Face à ce constat, les militantes féministes réunionnaises du collectif Collages féminicides 974 ont entrepris une opération de "trolling" pour dénoncer cette compétition d'un autre temps. Comme l'indique l'agence de presse Imaz Press Réunion, elles ont par exemple appelé à compléter le formulaire d'inscription avec de fausses informations, dont le "numéro anti-relous" qui circule actuellement sur les réseaux sociaux (ligne créée pour décourager un harceleur qui sollicite des coordonnées de façon insistante).

Ce tollé aura-t-il des répercussions ? Deux "critères" (la chirurgie plastique et les séances photos et captations audiovisuelles dénudées) ont d'ores et déjà disparu du site officiel.

"Miss écologie" a suscité d'autres réactions indignées comme celle de Geneviève Payet, présidente du réseau VIF (qui lutte entre autres contre les violences intrafamiliales) et candidate réunionnaise d'Europe écologie les verts (EELV) aux élections européennes.

"Ce pathétique greenwashing constitue une nouvelle tentative d'instrumentalisation de l'image et du corps de la femme réunionnaise comme espace public de jeu", dénonce-t-elle dans une tribune virulente, pointant le "manque flagrant de savoirs sur les valeurs essentielles qui sont à la base de la question écologique qui défend : la démocratie sociale, l'égalité des chances, le féminisme et l'éco-féminisme, l'équité, la mixité, la lutte contre le sexisme, parce que les femmes, autour de nous comme dans le monde, sont souvent dans une position plus défavorable que les hommes face à la pauvreté et aux violences."

Mais après tout, pourquoi se triturer les neurones pour endiguer la crise climatique quand on nous vend le rêve d'une "grande finale internationale" en Egypte, tout cela grâce à un simple clic et deux photos "portrait et plein pieds" ?
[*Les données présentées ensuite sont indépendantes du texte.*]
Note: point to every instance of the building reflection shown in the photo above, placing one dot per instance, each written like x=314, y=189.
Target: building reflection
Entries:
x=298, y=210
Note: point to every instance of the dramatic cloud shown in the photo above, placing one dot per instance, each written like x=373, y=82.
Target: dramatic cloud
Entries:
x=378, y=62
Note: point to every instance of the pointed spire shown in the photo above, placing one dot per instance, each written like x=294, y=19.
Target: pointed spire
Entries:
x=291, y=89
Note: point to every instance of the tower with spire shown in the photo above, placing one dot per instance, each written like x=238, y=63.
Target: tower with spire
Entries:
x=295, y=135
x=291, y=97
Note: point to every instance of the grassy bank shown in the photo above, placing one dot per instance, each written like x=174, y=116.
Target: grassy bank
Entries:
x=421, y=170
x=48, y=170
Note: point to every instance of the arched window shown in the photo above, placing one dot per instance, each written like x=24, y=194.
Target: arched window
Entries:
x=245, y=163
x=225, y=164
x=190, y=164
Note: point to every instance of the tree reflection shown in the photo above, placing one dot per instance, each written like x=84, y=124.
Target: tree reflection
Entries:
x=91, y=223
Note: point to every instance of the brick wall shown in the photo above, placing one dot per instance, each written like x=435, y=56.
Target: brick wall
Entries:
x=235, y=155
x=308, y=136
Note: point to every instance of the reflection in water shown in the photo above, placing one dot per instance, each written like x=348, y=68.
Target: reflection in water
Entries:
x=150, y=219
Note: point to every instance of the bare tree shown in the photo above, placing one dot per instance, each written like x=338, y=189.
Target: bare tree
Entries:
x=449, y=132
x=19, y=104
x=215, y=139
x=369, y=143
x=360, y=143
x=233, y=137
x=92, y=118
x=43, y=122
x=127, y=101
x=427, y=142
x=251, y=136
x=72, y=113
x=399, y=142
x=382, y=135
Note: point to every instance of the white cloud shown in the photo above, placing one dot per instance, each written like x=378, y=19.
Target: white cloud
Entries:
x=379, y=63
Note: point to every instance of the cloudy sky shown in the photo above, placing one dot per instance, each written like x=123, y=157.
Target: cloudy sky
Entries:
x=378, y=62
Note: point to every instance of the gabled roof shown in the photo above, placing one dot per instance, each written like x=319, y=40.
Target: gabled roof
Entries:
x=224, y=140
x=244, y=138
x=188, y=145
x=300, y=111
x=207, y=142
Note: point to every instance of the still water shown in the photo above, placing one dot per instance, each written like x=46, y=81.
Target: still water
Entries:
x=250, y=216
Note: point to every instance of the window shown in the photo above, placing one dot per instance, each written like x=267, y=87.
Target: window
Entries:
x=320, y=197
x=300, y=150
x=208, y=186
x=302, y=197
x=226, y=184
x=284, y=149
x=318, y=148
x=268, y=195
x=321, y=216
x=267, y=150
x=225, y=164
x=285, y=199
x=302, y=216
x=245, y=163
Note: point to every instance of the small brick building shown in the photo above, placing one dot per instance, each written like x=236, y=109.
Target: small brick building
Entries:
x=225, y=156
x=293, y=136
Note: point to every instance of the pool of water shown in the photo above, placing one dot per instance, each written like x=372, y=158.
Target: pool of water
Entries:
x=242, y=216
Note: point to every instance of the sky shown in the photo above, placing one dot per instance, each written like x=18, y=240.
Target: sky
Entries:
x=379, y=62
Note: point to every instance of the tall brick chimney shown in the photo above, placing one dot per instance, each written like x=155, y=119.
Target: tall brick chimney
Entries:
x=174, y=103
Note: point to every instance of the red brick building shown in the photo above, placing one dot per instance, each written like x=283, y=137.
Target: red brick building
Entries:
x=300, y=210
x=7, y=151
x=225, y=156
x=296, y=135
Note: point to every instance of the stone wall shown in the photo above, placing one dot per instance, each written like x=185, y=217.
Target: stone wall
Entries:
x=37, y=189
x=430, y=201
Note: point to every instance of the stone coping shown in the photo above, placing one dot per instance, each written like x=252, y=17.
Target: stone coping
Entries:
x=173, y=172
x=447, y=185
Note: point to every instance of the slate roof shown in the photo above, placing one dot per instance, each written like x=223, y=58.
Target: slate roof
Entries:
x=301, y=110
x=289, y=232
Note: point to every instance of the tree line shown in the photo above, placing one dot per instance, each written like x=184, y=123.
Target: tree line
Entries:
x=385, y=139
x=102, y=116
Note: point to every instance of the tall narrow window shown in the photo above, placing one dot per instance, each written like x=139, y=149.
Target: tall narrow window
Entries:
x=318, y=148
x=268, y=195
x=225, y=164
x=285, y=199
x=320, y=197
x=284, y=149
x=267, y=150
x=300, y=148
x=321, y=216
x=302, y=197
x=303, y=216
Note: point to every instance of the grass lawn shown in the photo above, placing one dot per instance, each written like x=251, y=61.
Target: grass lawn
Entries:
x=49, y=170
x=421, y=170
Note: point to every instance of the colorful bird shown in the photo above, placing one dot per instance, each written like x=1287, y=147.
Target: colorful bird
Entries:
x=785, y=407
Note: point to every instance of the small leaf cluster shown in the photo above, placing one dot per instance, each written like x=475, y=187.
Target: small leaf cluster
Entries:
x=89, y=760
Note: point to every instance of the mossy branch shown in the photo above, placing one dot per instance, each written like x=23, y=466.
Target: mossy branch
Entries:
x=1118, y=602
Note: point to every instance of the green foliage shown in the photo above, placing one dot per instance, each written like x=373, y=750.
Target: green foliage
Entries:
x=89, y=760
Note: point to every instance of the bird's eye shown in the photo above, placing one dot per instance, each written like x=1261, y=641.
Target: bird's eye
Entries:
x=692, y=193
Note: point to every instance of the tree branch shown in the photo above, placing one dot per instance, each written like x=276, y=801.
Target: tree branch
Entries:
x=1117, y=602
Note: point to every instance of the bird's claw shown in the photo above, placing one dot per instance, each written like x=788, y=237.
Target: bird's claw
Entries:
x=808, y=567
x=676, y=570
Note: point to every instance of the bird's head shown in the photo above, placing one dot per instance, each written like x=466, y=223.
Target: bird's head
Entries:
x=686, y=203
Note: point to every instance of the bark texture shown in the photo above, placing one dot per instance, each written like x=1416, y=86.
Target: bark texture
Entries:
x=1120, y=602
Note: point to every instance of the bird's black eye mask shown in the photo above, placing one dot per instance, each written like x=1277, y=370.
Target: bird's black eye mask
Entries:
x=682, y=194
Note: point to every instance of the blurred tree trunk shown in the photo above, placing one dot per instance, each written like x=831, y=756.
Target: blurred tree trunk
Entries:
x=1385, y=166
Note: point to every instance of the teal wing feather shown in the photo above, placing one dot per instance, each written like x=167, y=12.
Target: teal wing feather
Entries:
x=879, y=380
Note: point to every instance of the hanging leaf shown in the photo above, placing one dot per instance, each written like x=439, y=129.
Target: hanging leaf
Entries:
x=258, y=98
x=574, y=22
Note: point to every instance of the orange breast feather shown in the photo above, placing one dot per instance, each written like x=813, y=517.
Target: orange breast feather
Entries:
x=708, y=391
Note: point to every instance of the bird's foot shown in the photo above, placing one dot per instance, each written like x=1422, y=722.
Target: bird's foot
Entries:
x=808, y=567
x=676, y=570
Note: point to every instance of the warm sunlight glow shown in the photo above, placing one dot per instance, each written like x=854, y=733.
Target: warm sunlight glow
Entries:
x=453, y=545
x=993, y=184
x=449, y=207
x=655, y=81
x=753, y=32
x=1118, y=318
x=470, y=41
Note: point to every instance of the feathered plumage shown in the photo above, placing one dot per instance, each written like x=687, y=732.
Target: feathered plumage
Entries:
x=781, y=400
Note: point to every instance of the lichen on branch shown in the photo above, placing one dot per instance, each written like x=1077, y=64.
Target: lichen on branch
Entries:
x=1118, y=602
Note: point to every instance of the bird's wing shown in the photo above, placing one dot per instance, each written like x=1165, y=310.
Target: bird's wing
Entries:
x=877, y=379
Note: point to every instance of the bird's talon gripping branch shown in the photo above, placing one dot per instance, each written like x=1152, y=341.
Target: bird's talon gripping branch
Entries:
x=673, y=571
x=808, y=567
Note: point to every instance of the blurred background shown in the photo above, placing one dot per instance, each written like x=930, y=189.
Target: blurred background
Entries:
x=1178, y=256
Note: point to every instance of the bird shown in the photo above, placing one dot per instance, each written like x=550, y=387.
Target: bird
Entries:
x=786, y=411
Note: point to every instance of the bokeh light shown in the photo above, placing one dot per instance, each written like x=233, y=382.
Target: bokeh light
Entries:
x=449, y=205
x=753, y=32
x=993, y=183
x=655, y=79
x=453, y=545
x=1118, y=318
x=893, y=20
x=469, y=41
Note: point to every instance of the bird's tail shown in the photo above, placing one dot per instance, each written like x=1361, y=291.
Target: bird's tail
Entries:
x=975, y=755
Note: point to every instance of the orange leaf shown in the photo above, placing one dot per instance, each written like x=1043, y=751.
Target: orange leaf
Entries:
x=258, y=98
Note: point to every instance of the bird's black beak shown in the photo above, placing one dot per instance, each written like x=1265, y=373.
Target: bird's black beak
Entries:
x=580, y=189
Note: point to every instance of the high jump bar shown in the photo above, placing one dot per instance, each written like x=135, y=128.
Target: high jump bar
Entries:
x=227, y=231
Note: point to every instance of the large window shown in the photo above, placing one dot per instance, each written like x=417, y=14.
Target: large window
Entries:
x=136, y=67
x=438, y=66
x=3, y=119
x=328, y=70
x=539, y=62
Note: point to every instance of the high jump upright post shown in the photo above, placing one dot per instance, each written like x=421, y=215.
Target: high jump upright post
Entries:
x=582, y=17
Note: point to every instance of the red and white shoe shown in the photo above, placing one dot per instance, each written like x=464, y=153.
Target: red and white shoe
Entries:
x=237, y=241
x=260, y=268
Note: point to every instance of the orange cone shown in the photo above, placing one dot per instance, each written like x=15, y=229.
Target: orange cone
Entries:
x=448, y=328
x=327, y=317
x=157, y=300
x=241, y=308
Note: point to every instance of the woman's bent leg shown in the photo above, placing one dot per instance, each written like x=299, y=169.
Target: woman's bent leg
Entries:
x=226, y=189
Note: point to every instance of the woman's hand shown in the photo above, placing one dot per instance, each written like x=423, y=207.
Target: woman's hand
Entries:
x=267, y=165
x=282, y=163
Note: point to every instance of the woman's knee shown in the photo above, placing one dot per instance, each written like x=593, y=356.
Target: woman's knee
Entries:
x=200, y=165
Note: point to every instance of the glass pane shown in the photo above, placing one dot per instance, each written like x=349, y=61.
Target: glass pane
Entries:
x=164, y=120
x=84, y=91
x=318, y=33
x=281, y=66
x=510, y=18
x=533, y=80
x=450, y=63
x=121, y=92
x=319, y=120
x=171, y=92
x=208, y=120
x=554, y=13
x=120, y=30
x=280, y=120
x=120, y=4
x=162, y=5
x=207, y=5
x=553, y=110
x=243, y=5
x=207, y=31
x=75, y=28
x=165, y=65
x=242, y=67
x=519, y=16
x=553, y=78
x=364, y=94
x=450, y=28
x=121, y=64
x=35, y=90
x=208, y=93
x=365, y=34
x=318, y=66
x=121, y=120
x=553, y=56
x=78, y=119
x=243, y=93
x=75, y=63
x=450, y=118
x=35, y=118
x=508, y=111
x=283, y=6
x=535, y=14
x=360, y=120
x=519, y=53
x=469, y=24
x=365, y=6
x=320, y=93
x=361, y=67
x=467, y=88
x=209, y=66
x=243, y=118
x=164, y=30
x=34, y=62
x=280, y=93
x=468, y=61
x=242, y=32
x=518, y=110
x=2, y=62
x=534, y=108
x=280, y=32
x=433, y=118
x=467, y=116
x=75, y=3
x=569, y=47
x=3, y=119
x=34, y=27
Contactée par Terrafemina, une source du comité Miss Ecologie Réunion s'explique : "Nous avons fait certainement une erreur dans la communication de notre événement, en mettant en avant la partie critères physiques avant d'expliquer le projet écologique. Nous aurions dû mettre en avant l'ensemble des actions concrètes mises en place par le comité dans le passé, tant sur l'île Maurice que dans l'ensemble des pays concernés et les actions à venir sur l'île de la Réunion", regrette-t-elle.

"Nous avions des critères obligatoires émanant de l'organisation Miss Eco International. Nous avons essayé de les adapter de façon maladroite en faisant un copier-coller des critères de sélection de Miss France, puis nous en avons supprimé quelques-uns. En tout cas, ces critiques vont nous forcer à réfléchir et à mieux expliquer."